I could keep writing about his symptoms and behaviors, but I'm tired. I will write more about his little quirks (some of which are kinda cool, actually) as time goes on and I think of them. Meanwhile, if you want to know about other signs that Jake shows, THIS PAGE describes his symptoms to a tee.
I have recently begun to pursue diagnosis for Jake. I am having no luck contacting Babies Can't Wait, which is not surprising as he is almost too old for their program. I have contacted Head Start and have been unable to get a return phone call.
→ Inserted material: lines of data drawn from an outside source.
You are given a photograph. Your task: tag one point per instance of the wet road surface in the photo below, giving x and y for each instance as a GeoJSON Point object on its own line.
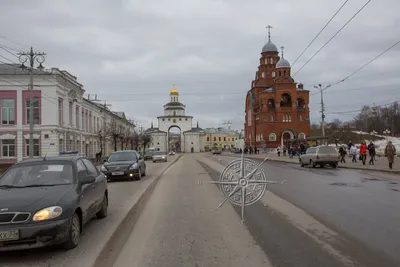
{"type": "Point", "coordinates": [361, 205]}
{"type": "Point", "coordinates": [96, 233]}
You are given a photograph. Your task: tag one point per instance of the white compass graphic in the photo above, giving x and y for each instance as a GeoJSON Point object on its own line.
{"type": "Point", "coordinates": [243, 182]}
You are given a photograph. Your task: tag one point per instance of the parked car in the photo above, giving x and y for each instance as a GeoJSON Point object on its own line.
{"type": "Point", "coordinates": [124, 164]}
{"type": "Point", "coordinates": [216, 150]}
{"type": "Point", "coordinates": [48, 201]}
{"type": "Point", "coordinates": [320, 155]}
{"type": "Point", "coordinates": [159, 156]}
{"type": "Point", "coordinates": [148, 155]}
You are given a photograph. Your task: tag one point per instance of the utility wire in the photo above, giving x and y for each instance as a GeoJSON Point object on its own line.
{"type": "Point", "coordinates": [305, 64]}
{"type": "Point", "coordinates": [337, 12]}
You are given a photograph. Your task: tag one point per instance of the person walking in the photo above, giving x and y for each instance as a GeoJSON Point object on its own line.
{"type": "Point", "coordinates": [371, 150]}
{"type": "Point", "coordinates": [363, 152]}
{"type": "Point", "coordinates": [390, 152]}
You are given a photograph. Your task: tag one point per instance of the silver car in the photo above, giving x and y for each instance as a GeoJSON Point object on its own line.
{"type": "Point", "coordinates": [159, 156]}
{"type": "Point", "coordinates": [320, 155]}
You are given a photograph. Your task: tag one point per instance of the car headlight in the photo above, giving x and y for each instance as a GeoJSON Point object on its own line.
{"type": "Point", "coordinates": [133, 166]}
{"type": "Point", "coordinates": [47, 214]}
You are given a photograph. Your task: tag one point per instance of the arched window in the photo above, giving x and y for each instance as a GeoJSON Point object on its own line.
{"type": "Point", "coordinates": [286, 100]}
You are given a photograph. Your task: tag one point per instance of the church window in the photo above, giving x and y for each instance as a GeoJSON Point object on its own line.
{"type": "Point", "coordinates": [272, 137]}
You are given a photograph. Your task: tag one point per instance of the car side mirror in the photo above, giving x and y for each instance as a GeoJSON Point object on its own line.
{"type": "Point", "coordinates": [88, 180]}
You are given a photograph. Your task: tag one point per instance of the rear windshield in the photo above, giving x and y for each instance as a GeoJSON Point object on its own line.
{"type": "Point", "coordinates": [327, 150]}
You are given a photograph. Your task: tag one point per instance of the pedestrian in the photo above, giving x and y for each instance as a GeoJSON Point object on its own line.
{"type": "Point", "coordinates": [342, 152]}
{"type": "Point", "coordinates": [390, 152]}
{"type": "Point", "coordinates": [371, 150]}
{"type": "Point", "coordinates": [353, 153]}
{"type": "Point", "coordinates": [363, 152]}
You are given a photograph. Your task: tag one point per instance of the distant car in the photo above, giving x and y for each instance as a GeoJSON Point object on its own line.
{"type": "Point", "coordinates": [320, 155]}
{"type": "Point", "coordinates": [148, 155]}
{"type": "Point", "coordinates": [216, 151]}
{"type": "Point", "coordinates": [48, 201]}
{"type": "Point", "coordinates": [124, 164]}
{"type": "Point", "coordinates": [159, 156]}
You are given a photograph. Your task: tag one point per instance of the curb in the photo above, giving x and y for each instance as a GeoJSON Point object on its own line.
{"type": "Point", "coordinates": [111, 248]}
{"type": "Point", "coordinates": [339, 166]}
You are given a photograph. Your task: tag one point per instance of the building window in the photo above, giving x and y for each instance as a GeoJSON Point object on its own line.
{"type": "Point", "coordinates": [302, 136]}
{"type": "Point", "coordinates": [77, 117]}
{"type": "Point", "coordinates": [7, 111]}
{"type": "Point", "coordinates": [36, 147]}
{"type": "Point", "coordinates": [35, 110]}
{"type": "Point", "coordinates": [60, 113]}
{"type": "Point", "coordinates": [70, 113]}
{"type": "Point", "coordinates": [83, 119]}
{"type": "Point", "coordinates": [8, 148]}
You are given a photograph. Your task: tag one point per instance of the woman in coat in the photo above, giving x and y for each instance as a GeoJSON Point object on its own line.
{"type": "Point", "coordinates": [390, 152]}
{"type": "Point", "coordinates": [363, 152]}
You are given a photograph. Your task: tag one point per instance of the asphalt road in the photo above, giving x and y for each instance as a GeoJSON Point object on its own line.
{"type": "Point", "coordinates": [179, 225]}
{"type": "Point", "coordinates": [361, 206]}
{"type": "Point", "coordinates": [122, 196]}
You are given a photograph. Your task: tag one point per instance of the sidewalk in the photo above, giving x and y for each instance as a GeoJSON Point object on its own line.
{"type": "Point", "coordinates": [380, 165]}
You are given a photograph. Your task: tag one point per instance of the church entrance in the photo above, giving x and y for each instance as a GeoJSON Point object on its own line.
{"type": "Point", "coordinates": [174, 139]}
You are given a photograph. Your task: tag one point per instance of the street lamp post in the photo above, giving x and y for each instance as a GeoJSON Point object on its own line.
{"type": "Point", "coordinates": [31, 57]}
{"type": "Point", "coordinates": [319, 87]}
{"type": "Point", "coordinates": [373, 133]}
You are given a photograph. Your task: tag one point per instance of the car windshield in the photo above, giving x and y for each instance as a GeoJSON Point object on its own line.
{"type": "Point", "coordinates": [122, 156]}
{"type": "Point", "coordinates": [43, 174]}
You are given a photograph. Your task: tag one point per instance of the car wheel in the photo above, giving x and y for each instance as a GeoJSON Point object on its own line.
{"type": "Point", "coordinates": [312, 163]}
{"type": "Point", "coordinates": [104, 208]}
{"type": "Point", "coordinates": [74, 235]}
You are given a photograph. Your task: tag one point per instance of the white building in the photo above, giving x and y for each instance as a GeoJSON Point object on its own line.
{"type": "Point", "coordinates": [191, 138]}
{"type": "Point", "coordinates": [63, 119]}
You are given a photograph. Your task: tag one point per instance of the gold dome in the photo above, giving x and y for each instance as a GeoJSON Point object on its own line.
{"type": "Point", "coordinates": [174, 92]}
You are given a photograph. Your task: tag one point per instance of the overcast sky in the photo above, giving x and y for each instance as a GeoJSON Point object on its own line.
{"type": "Point", "coordinates": [130, 53]}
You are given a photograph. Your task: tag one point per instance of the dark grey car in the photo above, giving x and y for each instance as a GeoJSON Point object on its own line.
{"type": "Point", "coordinates": [48, 201]}
{"type": "Point", "coordinates": [126, 164]}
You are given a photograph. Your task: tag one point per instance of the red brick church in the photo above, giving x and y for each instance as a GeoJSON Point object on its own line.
{"type": "Point", "coordinates": [276, 107]}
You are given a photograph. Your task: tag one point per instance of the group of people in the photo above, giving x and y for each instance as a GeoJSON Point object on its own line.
{"type": "Point", "coordinates": [390, 153]}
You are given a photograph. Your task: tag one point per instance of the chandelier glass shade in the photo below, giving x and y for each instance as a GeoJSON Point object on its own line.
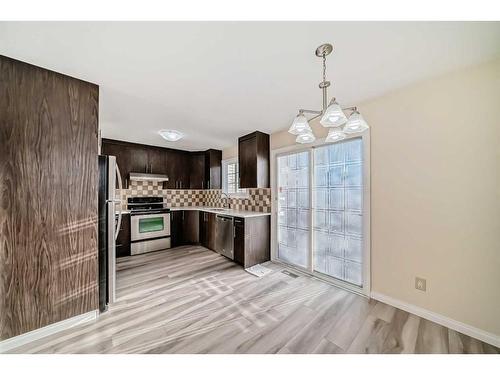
{"type": "Point", "coordinates": [305, 138]}
{"type": "Point", "coordinates": [332, 116]}
{"type": "Point", "coordinates": [335, 135]}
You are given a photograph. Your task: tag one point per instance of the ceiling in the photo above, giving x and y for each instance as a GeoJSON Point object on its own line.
{"type": "Point", "coordinates": [216, 81]}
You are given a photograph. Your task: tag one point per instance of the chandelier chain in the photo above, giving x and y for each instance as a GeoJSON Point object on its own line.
{"type": "Point", "coordinates": [324, 68]}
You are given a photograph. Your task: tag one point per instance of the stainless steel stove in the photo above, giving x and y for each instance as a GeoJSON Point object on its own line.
{"type": "Point", "coordinates": [149, 224]}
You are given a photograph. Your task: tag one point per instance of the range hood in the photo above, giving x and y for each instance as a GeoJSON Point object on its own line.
{"type": "Point", "coordinates": [147, 177]}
Next week I have the go-ahead from Steve to take Jake to the pediatrician for a referral so that we can take the private route for diagnosis or treatment.
The thought that we may have a child with a "disability" both terrifies and confuses me. While I wouldn't change anything about my beautiful son, I worry myself to death hoping that he'll be OK, and I deal with the guilt constantly that I could have done things differently to make his life easier. I want to know if Jake will ever be able to carry on a conversation at some point in his life, or if he will be "high functioning" and be able to fall in love and have children one day. I am very very anxious to begin the diagnostic process so that we can have some insight.
I feel like this first post focuses a lot on the negative and my own fears so I want to say that Jake is a delightful little dude. He loves music, drawing and most of all, his little brother. Jake has said I love you exactly twice that I understood, and the first time it was to his little brother. The second time it was to his Dad. Nah, I'm not jealous, I was so joyful to hear it that it didn't matter if he'd said it to the dog! Jake loves the outdoors as well and I can't wait until good weather to begin camping again. I'm hoping that his love of sleeping in his "tent" will carry over to camping!
I love this guy with all of my heart, and would never want to change or "cure" him, just get his dad and myself the help that we'll need in order to help Jake have the most rewarding life possible... the same thing every parent wants, I'm sure.